McConnell cites the findings of several studies of the correlation between the size of routines and the cost and/or fault rate of routines. Some findings which favor longer routines are:

  • Routine size is inversely correlated with errors, up to 200 lines of code. [Basili and Perricone, 1984]
  • Larger routines (65 lines of code or more) are cheaper to develop per line of code. [Card, Church, and Agresti, 1986; Card and Glass, 1990]
  • Routines with fewer than 143 source statements (including comments) had 23% more errors per line of code than larger routines. [Selby and Basili, 1991]
  • Routines averaging 100 to 150 lines of code need to be changed least. [Lind and Vairavan, 1989]

Hmmm. It looks like the studies are all about 20-25 years old. I wonder if — or how — the results would apply now. I took a quick look at the papers (the ones I could get my hands on), and the programming languages used were: Fortran [Card '86], Pascal and Fortran [Lind '89], and a mix of custom languages (one being PL/1-like) and assembly [Selby '91].
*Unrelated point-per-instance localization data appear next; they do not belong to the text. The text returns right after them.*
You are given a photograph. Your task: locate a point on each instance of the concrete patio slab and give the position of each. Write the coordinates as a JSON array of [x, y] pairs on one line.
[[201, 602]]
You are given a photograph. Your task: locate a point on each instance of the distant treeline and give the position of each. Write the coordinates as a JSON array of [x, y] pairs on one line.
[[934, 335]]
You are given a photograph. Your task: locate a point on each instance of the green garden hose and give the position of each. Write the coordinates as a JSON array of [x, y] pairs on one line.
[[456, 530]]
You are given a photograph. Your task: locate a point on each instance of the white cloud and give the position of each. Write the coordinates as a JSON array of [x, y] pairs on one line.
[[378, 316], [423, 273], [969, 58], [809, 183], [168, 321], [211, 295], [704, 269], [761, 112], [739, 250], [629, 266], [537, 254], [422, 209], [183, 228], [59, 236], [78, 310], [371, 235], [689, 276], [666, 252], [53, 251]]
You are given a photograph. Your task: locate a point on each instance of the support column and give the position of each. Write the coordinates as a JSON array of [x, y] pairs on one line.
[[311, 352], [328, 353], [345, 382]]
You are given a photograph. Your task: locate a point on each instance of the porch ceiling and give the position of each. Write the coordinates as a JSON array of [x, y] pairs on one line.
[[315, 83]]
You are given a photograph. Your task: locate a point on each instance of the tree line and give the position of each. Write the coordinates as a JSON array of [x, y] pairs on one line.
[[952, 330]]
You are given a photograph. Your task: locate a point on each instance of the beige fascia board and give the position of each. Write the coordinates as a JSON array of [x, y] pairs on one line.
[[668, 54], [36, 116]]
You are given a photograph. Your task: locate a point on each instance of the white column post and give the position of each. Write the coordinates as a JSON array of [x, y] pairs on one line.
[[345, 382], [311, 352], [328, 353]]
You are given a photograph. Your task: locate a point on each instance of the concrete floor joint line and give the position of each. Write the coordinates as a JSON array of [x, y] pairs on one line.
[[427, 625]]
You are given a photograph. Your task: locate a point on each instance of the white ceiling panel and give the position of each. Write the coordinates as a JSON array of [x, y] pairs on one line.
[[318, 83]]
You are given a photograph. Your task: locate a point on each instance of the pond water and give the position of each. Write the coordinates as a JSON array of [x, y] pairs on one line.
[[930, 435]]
Does anyone know of any more current results? (Greg?) It would be interesting to see if this can be shown with more modern languages. But intuitively, it makes sense. In her book Software Engineering: Theory and Practice, Joanne Atlee summarizes it nicely:

Card and Glass (1990) point out that the design complexity really involves two aspects: the complexity within each component and the complexity of the relationships among components.

By making your methods shorter, you’re just trading one kind of complexity for another.


Update: In the comments, Stephane Vaucher pointed to a much more recent study (from 2002): The Optimal Class Size for Object-Oriented Software. They point out that the conclusion that shorter methods are more error-prone is misleading, at best:

The observed phenomenon of smaller components having a higher fault density is due to an arithmetic artifact. First, note that the above conclusions were drawn based exclusively on examination of the relationship between fault density versus size [...] However, by definition, if we model the relationship between any variable X and 1/X, we will get a negative association as long as the relationship between size and faults is growing at most linearly.

Another way of putting it is: short methods may have more defects per line, but they still have fewer defects overall. There may be a justification for not making methods too short, but these studies do not provide one.

The one sure thing is that the more code you write, the more bugs you will have.